Перейти к основному содержанию

Как изучение ледниковых валунов привело Кропоткина к заточению в Петропавловской крепости

ледниковый валун
© Форпост Северо-Запад

Ещё во второй половине 19-го века большинство географов считали, что около 10 тысяч лет назад территория современной России представляла собой «море, по которому носились ледяные глыбы, оставлявшие, при таянии, эрратические валуны» (из исторического очерка Владимира Обручева).

Типичный образец блуждающего (от латинского erraticus) камня экспонируется в Горном музее Петербурга. Монолит в форме утюга густо покрыт бороздами волочения. Их процарапали мелкие частицы твёрдой породы при движении захваченного льдом валуна. По подобным следам учёные могут судить о направлении хода ледника. Обтекаемая форма обусловлена окатыванием, но не в «большой воде», а в тающей массе.

Внимательное изучение таких валунов в районе Восточного Саяна помогло русскому геоморфологу Петру Кропоткину, более известному в качестве теоретика анархо-синдикализма (самоуправление социума через профсоюзы и кооперативы), заменить «морскую» теорию таяния ледника «сухопутной». Выпускник Пажеского корпуса, он отказался от блестящей придворной карьеры и отправился чиновником по особым поручениям в Читу. Там удалось организовать несколько географических экспедиций. Обобщение полевого материала подтолкнуло князя к открытию основных законов формирования рельефа нагорной Азии и интересной гипотезе «миграции» материков.

шар проектор
© Форпост Северо-Запад / Горный музей

Сегодня достаточно посмотреть трёхминутный анимационный ролик или соответствующую презентацию на интерактивном глобусе того же Горного музея, чтобы увидеть, как со скоростью миллион лет в секунду меняются очертания земной суши и рельеф. Для внесения лепты в научное обоснование тектонической теории исследователю в третьей четверти 19-го века потребовалось в течение нескольких лет вычислять «сотни высот», систематизировать геологические и физические наблюдения предшественников, искать нестыковки и подтверждения гипотез.

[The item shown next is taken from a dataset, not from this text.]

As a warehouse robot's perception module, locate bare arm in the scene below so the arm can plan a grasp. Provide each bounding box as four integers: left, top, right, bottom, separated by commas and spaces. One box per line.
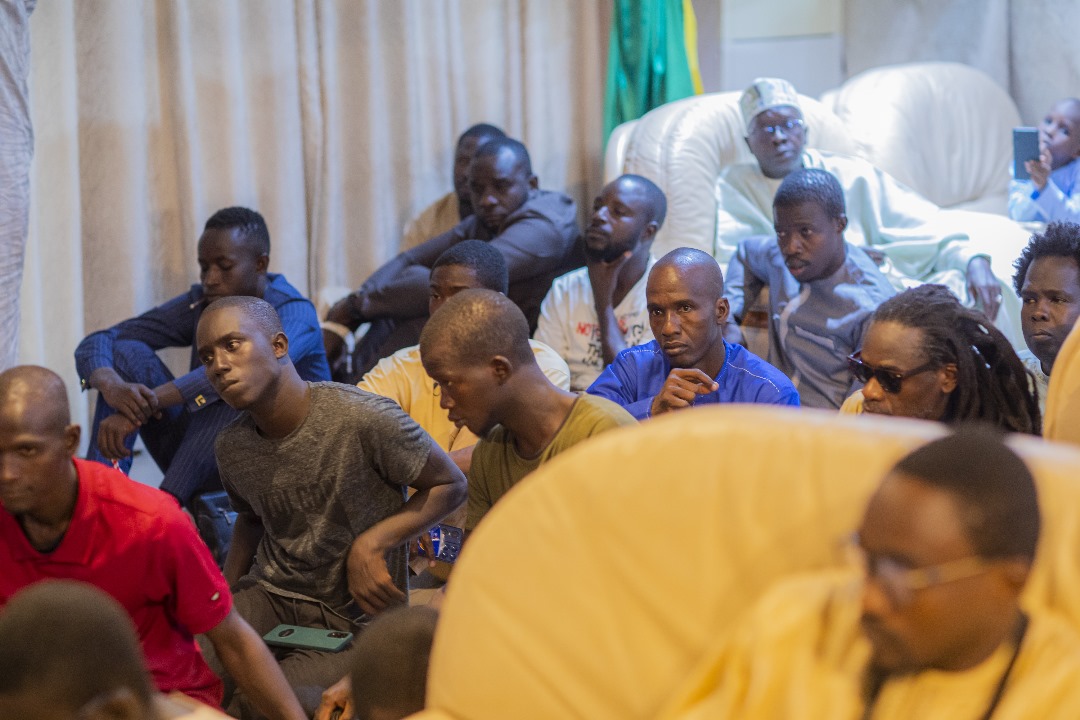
221, 513, 262, 587
345, 445, 467, 614
206, 608, 308, 720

Страсть к науке стоила Кропоткину более двух лет заключения в Петропавловской крепости. Дело в том, что в марте 1874 года политическая полиция начала подозревать его в причастности к антиправительственной агитации и распространению запрещённой литературы. Он знал об опасности. Мог бы успеть эмигрировать, если бы не его запланированный доклад по ледниковой теории перед Русским Географическим обществом.

«Заседание состоялось. <…> Наши геологи признали, что все старые теории о делювиальном периоде и разносе валунов по России плавучими льдинами решительно ни на чем не основаны и что весь вопрос следует изучить заново. Я имел удовольствие слышать, как наш выдающийся геолог Барбот де Марни сказал: «Был ли ледяной покров или нет, но мы должны сознаться, господа, что все, что мы до сих пор говорили о действии плавающих льдин, в действительности не подтверждается никакими исследованиями». Мне предложили занять место председателя отделения физической географии, тогда как я сам задавал себе вопрос: «Не проведу ли я эту самую ночь уже в Третьем отделении?» - пишет Кропоткин в своих «Записках революционера».

Кропоткин
© Петр Кропоткин, фото 1864 года

Первая ночь после сенсационного доклада, несмотря на уже очевидную слежку, прошла спокойно. На следующий день триумфатор подготовился к отъезду, вышел из квартиры по чёрной лестнице, взял извозчика и был перехвачен жандармами на Малой Морской улице у пересечения с Невским проспектом.

Аристократа-вольнодумца арестовали и посадили в тюрьму Петропавловской крепости. По распоряжению императора Александра Второго (именно его личным камер-пажом в своё время предлагали стать Кропоткину) заключённому предоставили перо и бумагу. За два с лишним года жизни под замком в Трубецком бастионе удалось написать обобщающий труд «Исследования о ледниковом периоде».

Далее следовал побег из тюремного госпиталя, вынужденная эмиграция и окончательное смещение научного интереса из естественнонаучной сферы в социально-гуманитарную. Учёный метафорически повторил судьбу объектов своих исследований – ледниковых глыб. Он оторвался от «материнской породы». Правда, в отличие от камня, имел волю вернуться – в 1918-м, к последним 4-м годам тихой старости в подмосковном Дмитрове.